Day Out in Bangkok looking at the past 6


Day Out in Bangkok looking at the past 6

(This series of monthly articles are based around the European Heritage Map produced by the European Union National Institutes for Culture in Thailand (EUNIC), a collaboration of representatives from Belgium, Denmark, France, Italy, Germany, the Netherlands, Poland, Portugal, and the United Kingdom)

Down on the Chao Phraya River, not far from the end of Silom Road, is O.P. Place. Currently operating as a shopping centre specializing in art and antiques, this impressive edifice was originally opened in 1908 as the Falck and Beidek Department Store, a German company. It was, at the time, the capital’s most luxurious department store and remained in that situation until Siam entered the First World War in July 1917 and declared war on Germany and Austria-Hungary. The building is open to the public from 10:00am until 7:00pm seven days a week.

Moving away from the river, if you take the BTS to Surasak station on Sathorn Road and head east you’ll come to St Louis Hospital. A non-profit private institution established in 1898 by the French Archbishop Louis Vey, the Apostolic Vicar of the Roman Catholic Church. The Sisters of St Paul de Chartres (the French order of nuns who were also to later run the Assumption Convent near Assumption Cathedral) were given the task of managing the hospital.

There is a statue of King Louis IX of France (Saint Louis) at the hospital entrance. Naturally, the building is open to the public 24 hours a day, seven days a week.

Continuing to trek east, towards Lumpini Park, is Christ Church. Opened in 1905 by American Protestant missionaries, it was originally under the protection of the British Legation. Its stained-glass windows were imported from Glasgow and are done in standard Art Nouveau style. In February 1972 Queen Elizabeth II, Prince Philip and Princess Anne attended a church service here.

Christ Church is open to the public from 7:30am to 6:30pm seven days a week.

Another building which was originally part of the British legation in Bangkok is the BNH Hospital, off Sathorn Road and in the direction of Silom Road.

Formerly known as the Bangkok Nursing Home hospital (hence the modern acronym) it is the oldest for expatriates, opened in 1898. Being a working hospital it is open to the public seven days a week, 24 hours a day.

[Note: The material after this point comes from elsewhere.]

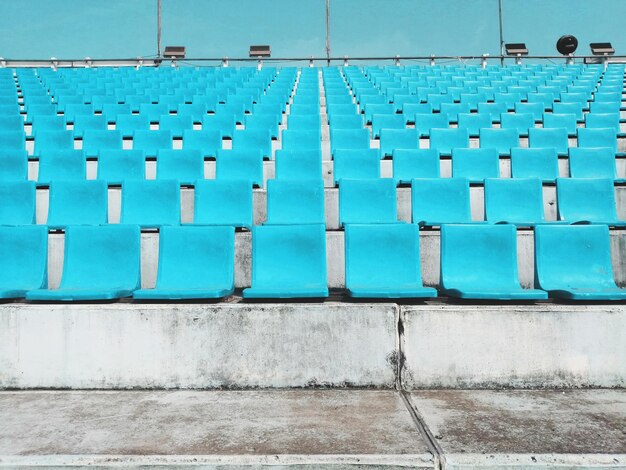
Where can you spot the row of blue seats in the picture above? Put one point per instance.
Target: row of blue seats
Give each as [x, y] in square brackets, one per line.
[382, 261]
[434, 202]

By contrast, the Residence of the Belgian Ambassador which is no longer visible or open to the public, is situated not far from the Chong Nonsi BTS. Originally designed by the Italian architect Mario Tamagno for a Thai family around 1917, the Art Nouveau-style building became the Belgian Embassy in 1927 because it had a telephone connection, among other modern innovations. The house was renovated in 2000, with perhaps a few more modern devices added, and turned into the ambassador’s residence.